The background fetcher is initialized as soon as the snapshotter starts. If you have not explicitly disabled it via the the snapshotters config, it will be performing network requests to fetch data during/after pulling. To analyze the background fetcher you can:

  • Look at the background_span_fetch_failure_count to determine how many times a background fetch failed.
  • Look at background_span_fetch_count metric to determine how many spans were fetched by the background fetcher. If this number is 0 this may indicate network failures.
    • Look for Retrying request within the logs to determine the error and response returned from the remote registry.

Running Container

A running container produces many read requests. If there is a read request for a file residing within a lazy-loaded layer than the read request is routed through the layers' FUSE filesystem. This path can produce several different errors:

FUSE Read Failures

Look for failed to read the file or unexpected copied data size for on-demand fetch in the logs.

Corrupt Data

  • Span verification failures can occur if the fetched data is corrupt or has been altered since zTOC creation. You can look for span digests do not match within logs to verify that this is the root cause.
  • Check to see if the zTOC contains appropriate data. You can do this by running the soci ztoc info <digest> command to inspect the zTOC. If the dictionaries are all 0-ed, the zTOC initially generated and subsequently pulled was corrupt.

Network Failures

The snapshotter contains custom retry logic when fetching spans(data) from the remote registry. By default it will try to fetch from remote a maximum of 9 times before returning an error.

  • You can look for retrying request within the logs to determine the error and response returned from the remote registry.
  • You can also check operation_duration_remote_registry_get metric to see how long it takes to complete GET from remote registry.

Removing an image

Removing an image additionally removes any associated snapshots. A simple sudo nerdctl image rm [image tag] should remove all snapshots associated with the image before the image itself is removed. You can confirm the image is gone by ensuring it is no longer present in sudo nerdctl image ls.

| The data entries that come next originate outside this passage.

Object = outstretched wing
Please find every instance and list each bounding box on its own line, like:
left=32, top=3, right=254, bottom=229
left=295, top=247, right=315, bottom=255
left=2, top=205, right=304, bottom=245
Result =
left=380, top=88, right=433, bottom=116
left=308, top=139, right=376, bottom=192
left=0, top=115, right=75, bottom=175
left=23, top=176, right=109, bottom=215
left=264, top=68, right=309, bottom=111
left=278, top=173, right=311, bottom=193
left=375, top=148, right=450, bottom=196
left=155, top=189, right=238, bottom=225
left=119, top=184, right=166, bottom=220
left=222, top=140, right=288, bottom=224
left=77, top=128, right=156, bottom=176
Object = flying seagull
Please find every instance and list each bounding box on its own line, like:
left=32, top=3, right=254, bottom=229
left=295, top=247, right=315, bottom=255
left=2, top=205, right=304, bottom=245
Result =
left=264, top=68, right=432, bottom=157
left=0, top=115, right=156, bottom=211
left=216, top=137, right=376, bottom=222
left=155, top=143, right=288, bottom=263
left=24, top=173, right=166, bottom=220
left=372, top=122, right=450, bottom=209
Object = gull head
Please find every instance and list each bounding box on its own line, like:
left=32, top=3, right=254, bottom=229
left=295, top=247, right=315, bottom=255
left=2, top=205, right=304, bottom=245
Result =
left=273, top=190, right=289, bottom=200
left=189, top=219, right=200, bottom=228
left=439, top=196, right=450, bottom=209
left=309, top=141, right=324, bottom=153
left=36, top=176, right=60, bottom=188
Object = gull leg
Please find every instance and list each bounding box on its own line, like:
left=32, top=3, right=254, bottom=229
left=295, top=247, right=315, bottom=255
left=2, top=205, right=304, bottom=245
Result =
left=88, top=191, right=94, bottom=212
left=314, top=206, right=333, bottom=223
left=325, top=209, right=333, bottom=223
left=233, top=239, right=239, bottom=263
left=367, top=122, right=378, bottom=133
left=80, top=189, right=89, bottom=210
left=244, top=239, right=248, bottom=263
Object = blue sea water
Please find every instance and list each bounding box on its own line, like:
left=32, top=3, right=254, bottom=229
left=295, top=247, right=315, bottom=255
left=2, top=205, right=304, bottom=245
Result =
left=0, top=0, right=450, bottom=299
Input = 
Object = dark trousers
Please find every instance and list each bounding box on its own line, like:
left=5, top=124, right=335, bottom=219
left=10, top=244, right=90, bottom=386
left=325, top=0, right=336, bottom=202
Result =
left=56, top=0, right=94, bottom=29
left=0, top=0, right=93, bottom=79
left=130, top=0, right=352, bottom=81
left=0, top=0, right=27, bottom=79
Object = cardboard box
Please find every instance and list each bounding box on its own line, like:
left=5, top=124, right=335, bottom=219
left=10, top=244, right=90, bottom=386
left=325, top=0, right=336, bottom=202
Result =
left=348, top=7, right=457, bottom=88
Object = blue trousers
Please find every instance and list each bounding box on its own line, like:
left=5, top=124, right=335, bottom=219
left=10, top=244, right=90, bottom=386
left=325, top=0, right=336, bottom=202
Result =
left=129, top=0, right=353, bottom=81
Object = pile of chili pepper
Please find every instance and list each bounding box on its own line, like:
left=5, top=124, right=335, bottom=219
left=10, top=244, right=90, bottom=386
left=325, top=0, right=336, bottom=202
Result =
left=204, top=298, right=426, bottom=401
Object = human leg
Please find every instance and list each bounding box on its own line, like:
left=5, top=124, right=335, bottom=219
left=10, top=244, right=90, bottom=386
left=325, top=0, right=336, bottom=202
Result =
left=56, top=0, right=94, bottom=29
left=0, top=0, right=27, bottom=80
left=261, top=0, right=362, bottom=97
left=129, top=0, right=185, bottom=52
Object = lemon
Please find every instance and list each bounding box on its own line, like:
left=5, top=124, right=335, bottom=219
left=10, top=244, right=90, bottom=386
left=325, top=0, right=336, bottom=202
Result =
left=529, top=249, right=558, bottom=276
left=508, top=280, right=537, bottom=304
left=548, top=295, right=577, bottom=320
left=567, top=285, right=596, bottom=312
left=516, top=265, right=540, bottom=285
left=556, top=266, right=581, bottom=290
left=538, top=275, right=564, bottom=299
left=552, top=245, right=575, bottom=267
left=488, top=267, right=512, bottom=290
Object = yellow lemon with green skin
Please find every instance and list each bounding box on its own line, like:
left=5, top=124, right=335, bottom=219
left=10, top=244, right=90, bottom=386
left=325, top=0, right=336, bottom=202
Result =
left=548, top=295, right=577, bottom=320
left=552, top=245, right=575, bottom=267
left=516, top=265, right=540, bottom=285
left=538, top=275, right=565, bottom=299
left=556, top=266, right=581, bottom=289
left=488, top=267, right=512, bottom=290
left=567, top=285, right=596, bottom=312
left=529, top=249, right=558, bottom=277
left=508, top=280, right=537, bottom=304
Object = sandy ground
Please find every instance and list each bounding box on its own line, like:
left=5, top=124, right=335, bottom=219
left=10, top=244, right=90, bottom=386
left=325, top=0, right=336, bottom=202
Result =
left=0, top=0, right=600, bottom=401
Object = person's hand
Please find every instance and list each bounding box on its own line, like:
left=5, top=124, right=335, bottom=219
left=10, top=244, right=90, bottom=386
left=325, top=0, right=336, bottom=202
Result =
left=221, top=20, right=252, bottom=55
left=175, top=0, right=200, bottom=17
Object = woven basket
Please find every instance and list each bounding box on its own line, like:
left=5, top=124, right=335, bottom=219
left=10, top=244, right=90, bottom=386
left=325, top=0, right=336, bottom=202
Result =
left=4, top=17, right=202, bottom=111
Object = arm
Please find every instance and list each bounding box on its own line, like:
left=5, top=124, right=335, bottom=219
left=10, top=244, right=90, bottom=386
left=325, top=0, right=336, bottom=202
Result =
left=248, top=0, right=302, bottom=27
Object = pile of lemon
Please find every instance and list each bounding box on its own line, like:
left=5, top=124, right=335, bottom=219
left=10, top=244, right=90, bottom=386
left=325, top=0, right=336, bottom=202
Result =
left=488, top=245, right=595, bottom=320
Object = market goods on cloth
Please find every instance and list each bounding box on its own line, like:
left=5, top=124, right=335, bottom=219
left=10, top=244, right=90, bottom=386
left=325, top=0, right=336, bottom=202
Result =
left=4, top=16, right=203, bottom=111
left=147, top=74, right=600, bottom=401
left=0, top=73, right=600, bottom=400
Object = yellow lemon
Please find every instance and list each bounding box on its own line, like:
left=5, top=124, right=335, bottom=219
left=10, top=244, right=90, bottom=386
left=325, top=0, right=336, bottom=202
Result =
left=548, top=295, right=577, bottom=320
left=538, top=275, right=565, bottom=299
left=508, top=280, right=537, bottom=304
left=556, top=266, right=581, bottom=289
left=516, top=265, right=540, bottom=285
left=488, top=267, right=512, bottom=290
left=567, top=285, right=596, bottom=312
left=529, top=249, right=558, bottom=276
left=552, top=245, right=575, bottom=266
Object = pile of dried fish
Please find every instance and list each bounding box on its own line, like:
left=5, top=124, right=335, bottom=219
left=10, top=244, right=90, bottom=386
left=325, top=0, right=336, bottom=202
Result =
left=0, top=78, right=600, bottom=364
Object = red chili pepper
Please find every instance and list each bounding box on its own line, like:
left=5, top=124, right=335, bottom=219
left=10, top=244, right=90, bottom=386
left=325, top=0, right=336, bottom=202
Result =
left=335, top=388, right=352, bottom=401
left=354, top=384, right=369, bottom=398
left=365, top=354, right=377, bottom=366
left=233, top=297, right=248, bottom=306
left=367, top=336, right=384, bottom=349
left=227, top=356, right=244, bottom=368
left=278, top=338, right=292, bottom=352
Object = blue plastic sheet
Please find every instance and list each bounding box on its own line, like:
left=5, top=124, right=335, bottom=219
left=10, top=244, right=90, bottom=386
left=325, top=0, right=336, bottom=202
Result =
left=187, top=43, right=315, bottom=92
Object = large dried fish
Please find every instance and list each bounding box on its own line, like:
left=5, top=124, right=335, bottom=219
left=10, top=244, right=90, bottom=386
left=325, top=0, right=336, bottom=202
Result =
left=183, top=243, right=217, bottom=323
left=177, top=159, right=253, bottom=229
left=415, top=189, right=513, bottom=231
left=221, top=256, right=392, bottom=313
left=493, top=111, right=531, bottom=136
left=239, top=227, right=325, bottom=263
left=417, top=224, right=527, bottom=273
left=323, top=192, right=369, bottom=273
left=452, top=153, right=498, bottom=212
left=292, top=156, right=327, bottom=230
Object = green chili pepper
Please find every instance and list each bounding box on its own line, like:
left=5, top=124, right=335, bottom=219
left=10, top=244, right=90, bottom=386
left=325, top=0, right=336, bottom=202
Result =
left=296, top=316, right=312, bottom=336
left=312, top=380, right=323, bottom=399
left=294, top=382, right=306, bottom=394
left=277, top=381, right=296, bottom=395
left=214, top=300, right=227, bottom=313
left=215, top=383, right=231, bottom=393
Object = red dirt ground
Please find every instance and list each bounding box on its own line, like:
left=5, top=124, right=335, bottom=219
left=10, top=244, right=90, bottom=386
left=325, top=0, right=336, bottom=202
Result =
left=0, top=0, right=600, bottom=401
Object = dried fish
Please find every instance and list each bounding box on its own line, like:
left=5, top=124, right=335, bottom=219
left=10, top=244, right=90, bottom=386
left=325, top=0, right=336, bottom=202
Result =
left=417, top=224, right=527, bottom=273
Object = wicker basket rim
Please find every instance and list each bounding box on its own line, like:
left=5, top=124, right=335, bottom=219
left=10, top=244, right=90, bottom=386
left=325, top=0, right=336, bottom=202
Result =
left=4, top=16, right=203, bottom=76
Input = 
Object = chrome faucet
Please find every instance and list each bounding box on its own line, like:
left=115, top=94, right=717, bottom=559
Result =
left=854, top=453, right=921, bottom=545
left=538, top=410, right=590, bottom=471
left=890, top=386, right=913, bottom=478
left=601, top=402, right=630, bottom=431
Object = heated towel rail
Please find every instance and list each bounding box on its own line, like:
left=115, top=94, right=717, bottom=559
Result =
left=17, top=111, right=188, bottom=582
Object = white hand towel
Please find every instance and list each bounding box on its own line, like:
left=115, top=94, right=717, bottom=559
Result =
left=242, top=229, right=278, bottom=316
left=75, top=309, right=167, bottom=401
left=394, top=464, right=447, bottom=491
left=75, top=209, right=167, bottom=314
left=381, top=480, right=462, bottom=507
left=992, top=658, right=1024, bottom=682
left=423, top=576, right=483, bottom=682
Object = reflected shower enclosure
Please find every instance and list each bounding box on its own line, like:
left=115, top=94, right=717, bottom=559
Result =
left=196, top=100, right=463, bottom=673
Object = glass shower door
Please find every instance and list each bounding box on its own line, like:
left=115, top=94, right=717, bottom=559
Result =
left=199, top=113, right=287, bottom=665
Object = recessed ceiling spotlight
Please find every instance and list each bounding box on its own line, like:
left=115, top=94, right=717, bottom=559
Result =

Restarting the snapshotter

While a graceful stop/restart of the process is preferred, sometimes it is not possible or simply easier to just kill the process. However, oftentimes it comes with a multitude of issues that do not allow you to start the snapshotter properly, particularly if a previously loaded snapshot is still present. For instance, if you pull from a repository that requires credentials and stop the snapshotter, if credentials are expired upon the daemon's startup, the snapshotter will fail to start properly.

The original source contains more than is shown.